Thanks a lot for bringing this to our attention and as you said the probemapping is a complex mapping task and the different cutoffs and settings can generate different results. I did have a look at the Illumina files: https://support.illumina.com/array/array_kits/humanht-12_v4_expression_beadchip_kit/downloads.html and I've noticed that the date for the text version is “05/23/2013” But when you open the file, you get a date of 15/4/2010. This is going back to Ensembl release 58 for May 2010 when the human assembly was still GRCh37.p7 or release 72 for Juin 2012 when the human assembly was GRCh37.p11. Ensembl.org on Ensembl release 83 is on the human assembly GRCh38.p5 so as you can imagine the sequences and geneset have changed quite a lot so I hope that we are comparing the same thing. I also don't know how the illuminaHumanv4.db package is doing the mapping from the Illumina file to Ensembl, is it mapping using RefSeq?. In Ensembl we take the probe sequences from Illumina and run Exonerate to compare and align to our genome (more information on the following page: http://www.ensembl.org/info/genome/microarray_probe_set_mapping.html).

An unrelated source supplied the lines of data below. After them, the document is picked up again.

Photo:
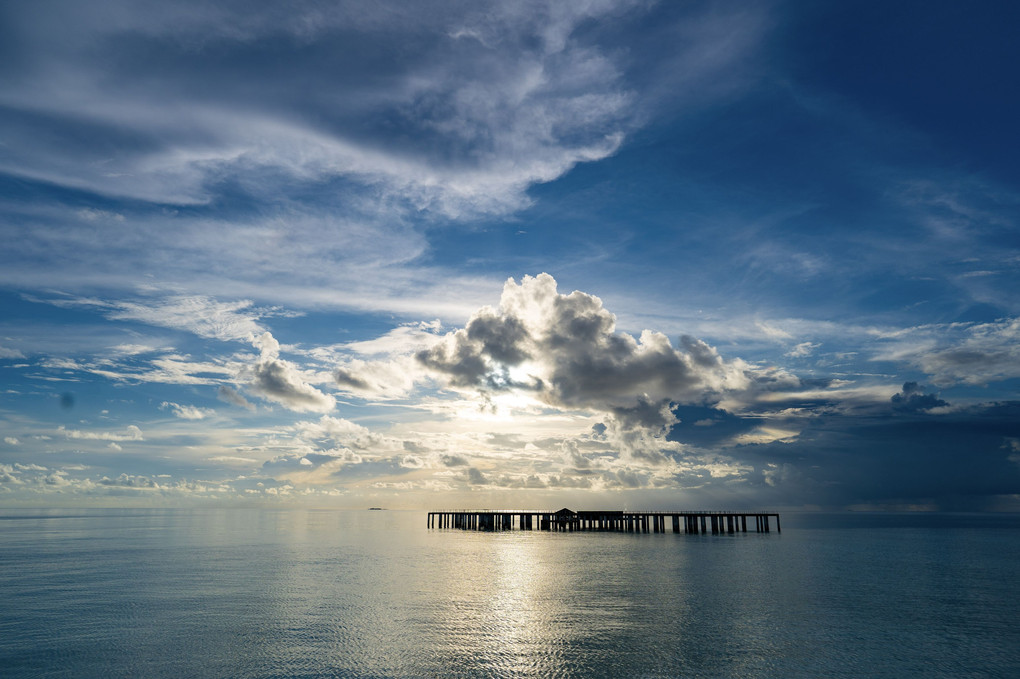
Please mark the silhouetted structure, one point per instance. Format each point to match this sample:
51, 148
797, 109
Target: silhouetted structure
620, 521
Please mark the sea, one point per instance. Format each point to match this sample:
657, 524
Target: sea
288, 593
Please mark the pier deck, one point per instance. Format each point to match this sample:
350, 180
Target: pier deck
693, 522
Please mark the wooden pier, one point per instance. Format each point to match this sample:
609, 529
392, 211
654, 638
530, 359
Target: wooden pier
695, 523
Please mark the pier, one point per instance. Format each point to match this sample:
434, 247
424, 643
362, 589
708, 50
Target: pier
695, 523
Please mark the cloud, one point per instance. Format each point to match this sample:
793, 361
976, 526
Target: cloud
187, 412
989, 352
565, 350
201, 315
132, 432
10, 353
281, 381
802, 350
914, 400
231, 396
487, 100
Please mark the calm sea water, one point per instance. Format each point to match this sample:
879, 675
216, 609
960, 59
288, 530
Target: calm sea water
321, 593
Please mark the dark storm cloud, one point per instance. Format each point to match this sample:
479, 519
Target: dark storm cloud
913, 399
962, 460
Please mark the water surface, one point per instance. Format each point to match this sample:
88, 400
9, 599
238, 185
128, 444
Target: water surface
332, 593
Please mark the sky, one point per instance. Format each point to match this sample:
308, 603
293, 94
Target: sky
436, 255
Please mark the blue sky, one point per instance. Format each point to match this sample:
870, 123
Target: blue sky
602, 254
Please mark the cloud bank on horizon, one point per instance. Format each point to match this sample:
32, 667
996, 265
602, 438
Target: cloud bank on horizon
317, 254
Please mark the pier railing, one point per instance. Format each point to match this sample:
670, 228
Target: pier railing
692, 522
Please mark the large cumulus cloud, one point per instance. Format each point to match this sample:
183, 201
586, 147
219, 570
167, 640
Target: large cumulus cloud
565, 350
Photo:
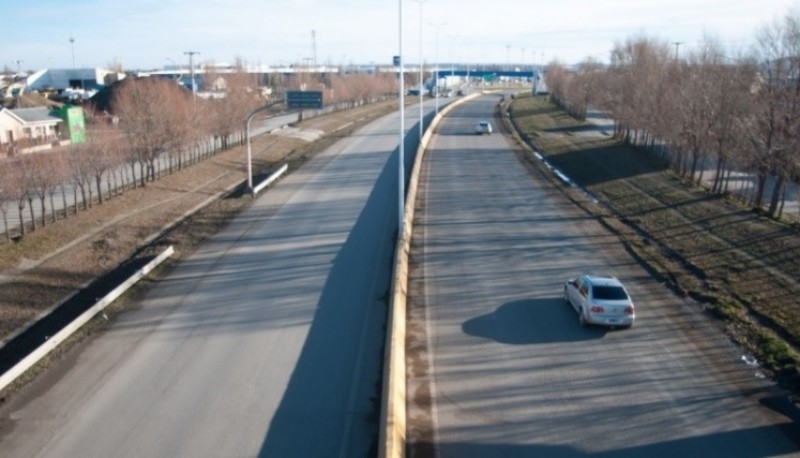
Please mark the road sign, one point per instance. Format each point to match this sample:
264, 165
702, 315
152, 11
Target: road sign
304, 99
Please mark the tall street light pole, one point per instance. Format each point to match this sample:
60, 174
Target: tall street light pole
421, 75
436, 67
401, 169
72, 45
191, 55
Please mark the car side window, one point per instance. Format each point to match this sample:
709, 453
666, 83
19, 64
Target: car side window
584, 289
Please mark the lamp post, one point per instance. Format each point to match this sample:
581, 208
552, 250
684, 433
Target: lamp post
400, 166
421, 75
72, 45
191, 55
436, 66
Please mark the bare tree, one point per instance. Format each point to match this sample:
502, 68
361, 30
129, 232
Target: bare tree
772, 128
6, 193
145, 119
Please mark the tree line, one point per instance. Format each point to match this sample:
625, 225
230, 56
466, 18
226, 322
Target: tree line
149, 120
737, 113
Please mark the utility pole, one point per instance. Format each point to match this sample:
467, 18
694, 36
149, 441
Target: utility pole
72, 45
191, 55
677, 46
314, 46
421, 75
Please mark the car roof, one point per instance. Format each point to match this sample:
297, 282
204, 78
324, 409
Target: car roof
600, 280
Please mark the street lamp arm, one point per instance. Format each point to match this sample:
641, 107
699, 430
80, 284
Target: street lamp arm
247, 135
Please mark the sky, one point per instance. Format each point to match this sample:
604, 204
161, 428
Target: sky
152, 34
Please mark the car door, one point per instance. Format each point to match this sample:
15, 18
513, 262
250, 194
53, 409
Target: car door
574, 293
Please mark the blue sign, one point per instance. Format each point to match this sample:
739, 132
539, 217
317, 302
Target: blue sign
304, 99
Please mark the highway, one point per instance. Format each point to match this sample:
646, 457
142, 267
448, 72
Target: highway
268, 341
498, 363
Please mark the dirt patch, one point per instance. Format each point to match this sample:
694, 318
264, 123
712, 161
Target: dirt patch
738, 265
53, 263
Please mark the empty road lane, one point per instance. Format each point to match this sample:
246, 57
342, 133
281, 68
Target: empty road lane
498, 363
266, 342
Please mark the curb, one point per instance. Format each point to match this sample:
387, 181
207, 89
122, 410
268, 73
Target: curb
35, 356
392, 441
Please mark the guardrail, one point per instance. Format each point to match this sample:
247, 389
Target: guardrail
55, 340
392, 441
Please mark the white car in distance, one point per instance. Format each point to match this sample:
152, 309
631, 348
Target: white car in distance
600, 300
483, 127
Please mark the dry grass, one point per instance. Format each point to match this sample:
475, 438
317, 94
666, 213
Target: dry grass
742, 267
52, 263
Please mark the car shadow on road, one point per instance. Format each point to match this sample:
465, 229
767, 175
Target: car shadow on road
532, 321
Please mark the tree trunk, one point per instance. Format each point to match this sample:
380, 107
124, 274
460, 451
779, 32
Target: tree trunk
42, 200
777, 191
21, 210
758, 199
33, 214
5, 225
99, 182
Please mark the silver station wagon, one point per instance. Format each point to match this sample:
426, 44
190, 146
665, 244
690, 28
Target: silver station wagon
600, 300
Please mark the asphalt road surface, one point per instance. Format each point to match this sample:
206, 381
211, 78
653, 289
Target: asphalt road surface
267, 342
499, 365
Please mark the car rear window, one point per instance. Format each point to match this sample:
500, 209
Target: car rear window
609, 293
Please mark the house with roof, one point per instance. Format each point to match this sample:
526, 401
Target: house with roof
23, 129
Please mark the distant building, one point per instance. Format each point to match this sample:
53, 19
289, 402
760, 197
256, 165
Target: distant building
76, 78
27, 130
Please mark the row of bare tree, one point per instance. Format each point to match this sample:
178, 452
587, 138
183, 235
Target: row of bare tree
739, 114
151, 121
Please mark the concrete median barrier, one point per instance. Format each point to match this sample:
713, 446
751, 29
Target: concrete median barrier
393, 409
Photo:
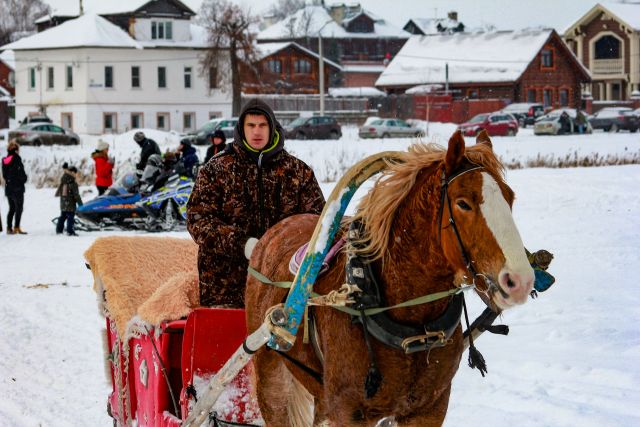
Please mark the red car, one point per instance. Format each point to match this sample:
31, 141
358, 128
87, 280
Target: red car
496, 124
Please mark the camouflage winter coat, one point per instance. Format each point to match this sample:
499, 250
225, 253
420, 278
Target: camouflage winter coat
68, 192
236, 197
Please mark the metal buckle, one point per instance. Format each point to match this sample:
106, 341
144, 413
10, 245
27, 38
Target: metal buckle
427, 338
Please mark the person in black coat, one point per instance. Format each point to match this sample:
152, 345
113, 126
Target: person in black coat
15, 178
147, 147
218, 142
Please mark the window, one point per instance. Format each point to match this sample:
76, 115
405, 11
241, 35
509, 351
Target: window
66, 119
161, 30
607, 47
49, 77
162, 77
188, 120
162, 121
187, 77
301, 66
135, 76
137, 120
274, 66
69, 77
547, 97
563, 96
32, 78
108, 76
213, 77
109, 121
547, 58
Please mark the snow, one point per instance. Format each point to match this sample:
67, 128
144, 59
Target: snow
570, 358
313, 20
480, 57
88, 30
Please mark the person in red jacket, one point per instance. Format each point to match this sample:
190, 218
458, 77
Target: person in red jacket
104, 167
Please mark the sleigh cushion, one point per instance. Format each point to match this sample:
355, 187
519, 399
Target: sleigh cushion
153, 277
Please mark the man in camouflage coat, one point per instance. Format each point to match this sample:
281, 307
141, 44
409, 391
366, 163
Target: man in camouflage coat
238, 195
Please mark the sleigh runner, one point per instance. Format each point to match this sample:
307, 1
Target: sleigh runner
160, 348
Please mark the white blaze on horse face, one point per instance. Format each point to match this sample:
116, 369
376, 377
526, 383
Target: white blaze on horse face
516, 277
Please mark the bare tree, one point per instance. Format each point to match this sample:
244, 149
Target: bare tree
229, 30
284, 8
19, 16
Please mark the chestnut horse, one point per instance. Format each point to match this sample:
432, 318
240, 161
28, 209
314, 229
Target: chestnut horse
415, 251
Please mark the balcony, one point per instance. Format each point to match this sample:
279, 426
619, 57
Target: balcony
608, 66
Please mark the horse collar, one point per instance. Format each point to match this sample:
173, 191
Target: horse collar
409, 339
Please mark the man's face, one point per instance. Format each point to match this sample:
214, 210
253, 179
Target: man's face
256, 130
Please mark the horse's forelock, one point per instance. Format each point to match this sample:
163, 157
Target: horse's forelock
378, 207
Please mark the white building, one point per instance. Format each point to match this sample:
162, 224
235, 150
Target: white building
92, 76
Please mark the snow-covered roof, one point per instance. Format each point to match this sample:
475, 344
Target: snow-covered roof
483, 57
8, 58
89, 30
430, 25
628, 13
313, 20
266, 49
365, 91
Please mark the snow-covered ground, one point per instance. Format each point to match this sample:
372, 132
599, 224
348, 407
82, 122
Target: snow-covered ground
571, 358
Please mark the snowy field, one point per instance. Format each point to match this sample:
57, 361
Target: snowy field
570, 360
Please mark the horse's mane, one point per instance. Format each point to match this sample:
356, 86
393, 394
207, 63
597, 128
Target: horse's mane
377, 208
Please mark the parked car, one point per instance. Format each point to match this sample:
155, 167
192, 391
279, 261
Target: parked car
200, 136
43, 134
36, 119
525, 113
496, 124
551, 124
613, 119
388, 128
316, 127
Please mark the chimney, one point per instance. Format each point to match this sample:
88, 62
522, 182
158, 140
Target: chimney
337, 12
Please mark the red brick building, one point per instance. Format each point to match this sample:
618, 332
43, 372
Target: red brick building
607, 41
287, 68
522, 66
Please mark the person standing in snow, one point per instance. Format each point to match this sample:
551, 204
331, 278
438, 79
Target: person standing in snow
147, 147
104, 167
238, 195
15, 178
69, 197
218, 141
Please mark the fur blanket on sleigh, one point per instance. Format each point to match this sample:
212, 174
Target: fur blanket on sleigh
154, 278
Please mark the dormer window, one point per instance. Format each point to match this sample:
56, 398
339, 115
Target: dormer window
161, 30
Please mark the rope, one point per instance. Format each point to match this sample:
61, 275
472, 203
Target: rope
325, 300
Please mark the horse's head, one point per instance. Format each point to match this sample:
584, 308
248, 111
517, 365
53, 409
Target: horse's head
479, 237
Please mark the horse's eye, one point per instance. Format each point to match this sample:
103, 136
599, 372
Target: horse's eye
463, 205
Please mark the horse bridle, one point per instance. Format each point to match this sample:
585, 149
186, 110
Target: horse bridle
444, 198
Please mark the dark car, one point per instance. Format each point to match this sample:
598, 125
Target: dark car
613, 119
525, 112
43, 134
496, 124
201, 136
36, 119
316, 127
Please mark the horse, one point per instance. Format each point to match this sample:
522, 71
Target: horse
435, 219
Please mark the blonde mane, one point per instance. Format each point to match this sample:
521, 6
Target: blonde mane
377, 209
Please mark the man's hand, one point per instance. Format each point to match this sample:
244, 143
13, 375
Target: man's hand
248, 247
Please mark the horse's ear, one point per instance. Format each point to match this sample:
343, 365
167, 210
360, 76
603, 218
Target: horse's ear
455, 152
483, 138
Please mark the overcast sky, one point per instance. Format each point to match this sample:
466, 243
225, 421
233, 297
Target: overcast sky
503, 14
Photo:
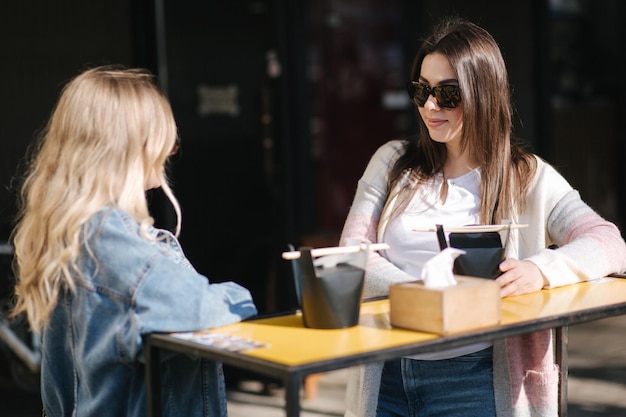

I will contact Mark Dunning and investigate this issue further.
Thanks again for your feedback.
Regards,
Thomas
Mark does some extra annotation where he re-aligns the probes. These data are in the 'ExtraInfo' table:
So I think he does something much more sophisticated than using the Illumina mappings straight away. However, for this and all other ChipDb packages, there is only one mapping, in the end, that matters, and that is from Illumina ID -> Entrez Gene ID. The ChipDb packages may contain other tables, but when you use them to do a given mapping, the AnnotationDbi package will attach the 'probes' table of the ChipDb package to the required table in the respective OrgDb package (org.Hs.eg.db in this case) and then do a SQL query using the two tables.
So for instance if you want the Ensembl Trans ID for an Illumina probe, you will end up attaching the 'ensembl_trans' table from org.Hs.eg.db and then doing an inner join between the probes table in the illuminaHumanv4.db package and the ensembl_trans table from org.Hs.eg.db, using the Entrez Gene ID (the table index) to do the join. So we are dependent on what NCBI (and probably Ensembl) think are the correct mappings between Entrez Gene and Ensembl trans, as we just use what we can get from NCBI to set up the org.Hs.eg.db package.